If you need more than a few pieces of information on registration, consider splitting the sign up form into steps and using a registration stepper, also known as a multi-step form or a wizard. A stepper is a user interface element which shows how many steps are required to complete an action:

“Steppers display progress through a sequence by breaking it up into multiple logical and numbered steps.” - Google’s material design reference”.

Multi-step registration

Splitting up a registration form allows you to ask for more data, but avoid imposing a high initial cognitive cost on a potential user. It also allows you to track registration progress. Rather than a registration being an all or nothing proposition, you can see where people fall out of the registration funnel: is it because of step two or step three? It also may increase the conversion rate: Instapage saw an 18% increase in conversion rate when they split their registration form into multiple steps.

A multi-step registration form.

When creating the pages, group fields logically, as per the Nielsen Norman Group recommendations which suggest grouping “related labels and fields.” Separate pages allow you to provide a contextual explanation of how providing the data will be useful to the visitor at each step. If you can’t come up with a reasonable one, consider removing the fields.

Ask for as little as possible on the first registration step. Once they take that first step, they’ll be more committed to finishing, thanks to our love of consistency.

Ensure you are clear about the number of steps the registration process will take. Doing so lets the user assess the effort involved.

Maintaining state

Splitting a form up into multiple steps requires maintaining state across submissions. If you are using a framework, investigate helper libraries, such as wicked for Ruby on Rails or lavavel-wizard for Laravel.

If you are rolling your own solution, you can maintain state in hidden form parameters or in the user’s session. Either way, you’ll want to serialize entered and validated data and store it. Then, when the form is ready to submit, you can deserialize this value and process the entire form, typically saving it to a datastore.

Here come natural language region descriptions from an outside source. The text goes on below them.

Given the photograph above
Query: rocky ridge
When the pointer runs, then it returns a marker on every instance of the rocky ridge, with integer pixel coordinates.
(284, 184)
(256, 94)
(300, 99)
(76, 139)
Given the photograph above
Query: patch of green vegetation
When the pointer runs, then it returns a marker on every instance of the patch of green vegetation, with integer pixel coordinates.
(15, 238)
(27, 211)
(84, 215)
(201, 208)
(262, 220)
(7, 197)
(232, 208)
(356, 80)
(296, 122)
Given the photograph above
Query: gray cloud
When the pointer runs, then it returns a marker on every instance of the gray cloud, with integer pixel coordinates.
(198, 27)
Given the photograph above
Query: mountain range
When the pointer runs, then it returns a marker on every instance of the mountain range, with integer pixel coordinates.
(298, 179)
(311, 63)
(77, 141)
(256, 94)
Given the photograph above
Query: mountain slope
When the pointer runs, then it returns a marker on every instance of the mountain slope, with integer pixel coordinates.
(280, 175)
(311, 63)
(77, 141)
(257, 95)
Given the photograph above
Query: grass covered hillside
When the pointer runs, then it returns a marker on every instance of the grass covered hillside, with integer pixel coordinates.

Another option is to save registration data in the datastore and progressively add to the user’s profile as they work through the steps. This approach has downsides, however. Either any required fields must be submitted on the first step, limiting flexibility, or you’ll have to have a staging registration table, where partial registrations are stored until completed.

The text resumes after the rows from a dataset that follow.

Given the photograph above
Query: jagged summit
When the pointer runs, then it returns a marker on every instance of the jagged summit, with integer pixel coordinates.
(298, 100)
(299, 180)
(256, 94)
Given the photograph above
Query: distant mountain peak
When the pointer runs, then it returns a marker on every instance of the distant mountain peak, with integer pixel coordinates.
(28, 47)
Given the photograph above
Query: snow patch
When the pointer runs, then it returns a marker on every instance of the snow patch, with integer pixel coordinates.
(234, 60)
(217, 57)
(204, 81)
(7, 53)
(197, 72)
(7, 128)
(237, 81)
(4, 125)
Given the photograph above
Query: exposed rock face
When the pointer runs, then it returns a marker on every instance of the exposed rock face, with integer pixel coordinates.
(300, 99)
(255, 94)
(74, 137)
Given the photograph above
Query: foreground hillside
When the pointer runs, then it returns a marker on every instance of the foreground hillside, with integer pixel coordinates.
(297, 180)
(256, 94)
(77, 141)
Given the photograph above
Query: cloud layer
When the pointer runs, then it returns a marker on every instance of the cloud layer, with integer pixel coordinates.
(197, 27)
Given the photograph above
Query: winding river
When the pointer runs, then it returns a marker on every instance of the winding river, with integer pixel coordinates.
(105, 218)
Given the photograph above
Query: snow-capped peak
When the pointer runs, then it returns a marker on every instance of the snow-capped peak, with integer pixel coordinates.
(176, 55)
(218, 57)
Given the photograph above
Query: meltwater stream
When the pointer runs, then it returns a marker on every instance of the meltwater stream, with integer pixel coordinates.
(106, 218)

Sensitive information and multi-page registration

Typically an application collects sensitive information in a registration form. Passwords are the canonical example, but other types of data may need to be treated carefully, such as a social security number or other government identifier.

When collecting sensitive data, keep it secure throughout the multi-page process. You have a couple of options:

  • Don’t ask for this information until the last step. Since the registration form will be sent over TLS, the sensitive data is then secure.
  • Once submitted on any step, keep it in the server side session until the form is complete.
  • Encrypt and store the form data in localStorage.
  • After sensitive data submission, store it in a hidden form field, but encrypt it first.

Each of these options has tradeoffs. If you wait to ask for any sensitive information until the last step, you are limiting the flexibility of your form design. If more than one piece of sensitive data is needed, you’re forced to put all of them on the last page.

Keeping the value in the session means increasing the size of your user sessions. You will also be forced to use sticky sessions, hindering the scalability of your application.

Storing the data in localStorage is risky, due to malicious code running in the browser. If you encrypt it, make sure the encryption happens on the server, otherwise the same code may be able to decrypt the data.

Encrypting the data and storing it in a hidden form field means additional processing. If you choose this, use a symmetric key stored only on the server side. Since you’ll be decrypting the form field in the security of your server environment, the browser shouldn’t need to read the data after the step on which it is submitted.